Sunday, January 31, 2010

Grandson vs. buyer

The Gemora rules: If a son sold the estate of his father (the portion which he was supposed to inherit) during the lifetime of the father, and he died (first the son and then the father), his son (the son of the son) may seize it from the purchasers (for it has now been clarified that it was never in the son’s possession to sell it, for he died before the father and never inherited it). The Gemora concludes that there is no clear proof to this halachah.

The Rashbam writes that the halachah is in fact that the grandson may take back the field, but it is difficult to understand (according to the Gemora’s discussion), since there is no conclusive proof.

Rambam (Hil. Mechira 22:7) rules explicitly in this very case that the grandson may take the field, and although the Shulchan Aruch (Choshen Mishpat 211:3) does not give this exact example, it is clear that the ruling would be the same.
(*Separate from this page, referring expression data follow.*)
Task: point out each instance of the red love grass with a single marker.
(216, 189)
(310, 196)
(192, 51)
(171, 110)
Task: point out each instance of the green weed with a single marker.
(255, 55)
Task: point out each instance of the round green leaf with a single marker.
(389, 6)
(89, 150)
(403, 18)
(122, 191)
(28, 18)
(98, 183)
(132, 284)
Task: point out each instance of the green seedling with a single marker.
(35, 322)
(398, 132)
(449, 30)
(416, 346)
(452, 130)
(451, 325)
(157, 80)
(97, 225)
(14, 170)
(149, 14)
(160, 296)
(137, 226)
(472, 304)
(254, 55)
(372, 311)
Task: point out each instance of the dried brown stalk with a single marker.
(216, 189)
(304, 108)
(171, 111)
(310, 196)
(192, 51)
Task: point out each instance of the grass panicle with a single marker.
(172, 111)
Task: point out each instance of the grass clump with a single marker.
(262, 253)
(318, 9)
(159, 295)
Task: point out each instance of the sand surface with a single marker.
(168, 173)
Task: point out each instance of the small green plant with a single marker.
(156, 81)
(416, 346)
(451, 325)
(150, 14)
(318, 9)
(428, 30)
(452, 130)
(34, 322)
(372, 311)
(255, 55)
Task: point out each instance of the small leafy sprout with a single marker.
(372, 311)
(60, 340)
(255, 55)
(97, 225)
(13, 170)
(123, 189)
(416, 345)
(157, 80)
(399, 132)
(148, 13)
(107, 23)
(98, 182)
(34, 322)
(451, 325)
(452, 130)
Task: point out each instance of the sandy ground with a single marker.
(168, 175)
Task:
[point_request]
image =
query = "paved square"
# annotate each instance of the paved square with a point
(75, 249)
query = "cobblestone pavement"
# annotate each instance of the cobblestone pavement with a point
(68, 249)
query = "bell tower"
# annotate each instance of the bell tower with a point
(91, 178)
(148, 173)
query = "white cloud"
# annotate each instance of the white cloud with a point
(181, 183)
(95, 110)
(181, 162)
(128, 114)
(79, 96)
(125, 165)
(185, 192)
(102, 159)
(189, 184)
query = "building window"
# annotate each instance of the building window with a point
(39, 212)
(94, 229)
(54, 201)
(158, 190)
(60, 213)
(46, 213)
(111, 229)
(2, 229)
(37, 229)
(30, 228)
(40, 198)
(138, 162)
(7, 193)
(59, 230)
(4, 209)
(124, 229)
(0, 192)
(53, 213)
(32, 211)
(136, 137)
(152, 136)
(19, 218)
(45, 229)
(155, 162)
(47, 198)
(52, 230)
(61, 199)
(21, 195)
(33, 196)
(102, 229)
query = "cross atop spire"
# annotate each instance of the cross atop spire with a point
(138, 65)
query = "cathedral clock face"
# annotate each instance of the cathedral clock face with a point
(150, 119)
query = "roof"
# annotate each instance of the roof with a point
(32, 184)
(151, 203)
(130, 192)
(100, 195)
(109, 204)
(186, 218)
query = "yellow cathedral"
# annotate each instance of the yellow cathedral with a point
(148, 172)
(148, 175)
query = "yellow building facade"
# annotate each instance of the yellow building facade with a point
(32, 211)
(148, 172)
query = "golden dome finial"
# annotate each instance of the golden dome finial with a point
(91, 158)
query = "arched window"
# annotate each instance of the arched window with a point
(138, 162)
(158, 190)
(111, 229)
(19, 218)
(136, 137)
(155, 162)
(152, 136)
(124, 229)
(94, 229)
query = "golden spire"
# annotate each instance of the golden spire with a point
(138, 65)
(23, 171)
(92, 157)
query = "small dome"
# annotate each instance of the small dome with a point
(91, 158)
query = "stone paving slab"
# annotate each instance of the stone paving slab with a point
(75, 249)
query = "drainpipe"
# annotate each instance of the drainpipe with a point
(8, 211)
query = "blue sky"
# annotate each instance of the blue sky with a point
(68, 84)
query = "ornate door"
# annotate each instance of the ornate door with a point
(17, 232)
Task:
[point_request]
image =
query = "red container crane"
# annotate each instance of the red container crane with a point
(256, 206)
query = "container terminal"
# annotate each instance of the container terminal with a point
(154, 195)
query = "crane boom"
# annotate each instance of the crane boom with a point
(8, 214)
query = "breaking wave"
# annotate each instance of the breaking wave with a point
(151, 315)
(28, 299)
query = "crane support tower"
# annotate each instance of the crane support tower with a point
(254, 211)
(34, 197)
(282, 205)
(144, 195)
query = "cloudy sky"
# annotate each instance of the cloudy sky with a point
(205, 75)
The question is: Does the grandson need to repay the buyer?

A very important part to this is a concept that one cannot sell something that is not yet in this world, which is precisely what the son did, since the inheritance did not yet belong to him at the time of the sale (it should be as if it was not yet in existence). Therefore, the grandson has every right to take back the field. Tosfos and the Ra”n explain that the Gemora’s difficulty was not with this part of the halachah, but rather, it was with the ruling that the grandson may seize the field without compensating the buyer.
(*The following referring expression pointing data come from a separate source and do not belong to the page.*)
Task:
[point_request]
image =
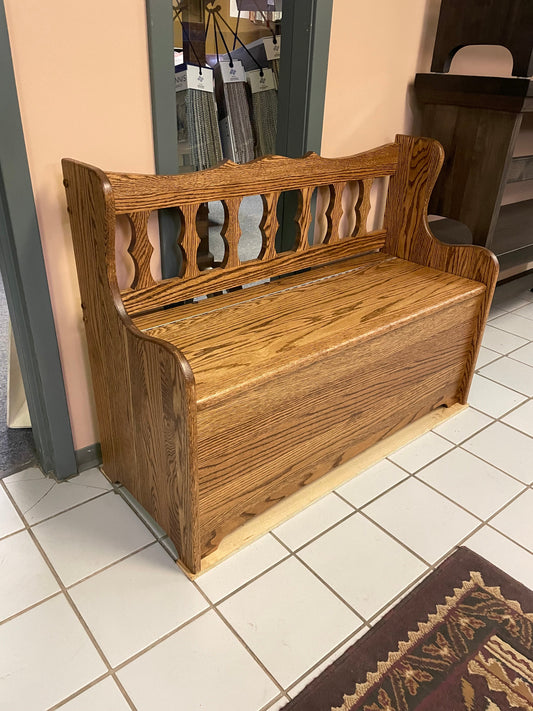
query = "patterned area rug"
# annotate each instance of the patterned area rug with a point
(461, 641)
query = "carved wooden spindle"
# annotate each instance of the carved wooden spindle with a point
(269, 226)
(140, 249)
(231, 232)
(362, 208)
(303, 219)
(334, 212)
(189, 240)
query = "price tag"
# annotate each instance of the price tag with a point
(189, 77)
(261, 83)
(232, 74)
(272, 49)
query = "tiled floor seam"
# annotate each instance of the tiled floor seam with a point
(251, 653)
(325, 658)
(463, 507)
(75, 610)
(85, 626)
(494, 466)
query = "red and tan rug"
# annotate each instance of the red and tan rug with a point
(462, 640)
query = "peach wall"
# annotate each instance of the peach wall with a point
(83, 82)
(375, 51)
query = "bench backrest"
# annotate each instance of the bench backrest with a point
(108, 195)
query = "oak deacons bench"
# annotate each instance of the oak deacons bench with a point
(211, 410)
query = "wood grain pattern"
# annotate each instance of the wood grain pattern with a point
(256, 527)
(362, 208)
(144, 389)
(133, 192)
(409, 235)
(303, 219)
(222, 407)
(347, 308)
(334, 213)
(169, 291)
(140, 250)
(189, 240)
(231, 232)
(269, 226)
(304, 422)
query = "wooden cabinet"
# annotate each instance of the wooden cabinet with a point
(477, 120)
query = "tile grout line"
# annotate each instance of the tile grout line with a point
(250, 652)
(327, 656)
(68, 598)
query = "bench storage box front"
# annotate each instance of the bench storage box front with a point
(212, 410)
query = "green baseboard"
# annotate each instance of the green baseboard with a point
(88, 457)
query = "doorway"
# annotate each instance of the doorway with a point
(26, 287)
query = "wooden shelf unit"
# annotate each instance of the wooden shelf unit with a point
(477, 120)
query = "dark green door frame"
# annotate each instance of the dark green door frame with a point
(26, 286)
(306, 26)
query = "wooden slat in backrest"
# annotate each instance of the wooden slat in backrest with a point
(138, 195)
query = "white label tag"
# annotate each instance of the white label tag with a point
(189, 77)
(261, 83)
(232, 74)
(272, 49)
The Rashba further explains that we are forced to say that the grandson does not have to pay back the buyer because if the halachah were to be that the buyer must be reimbursed, then it should emerge that even the father should be able to take back the field.

The Baal Ha’itur and the Baal Haterumos both follow the opinion of the above Rishonim as well. The Shulchan Aruch (ibid) rules that the buyer is not reimbursed.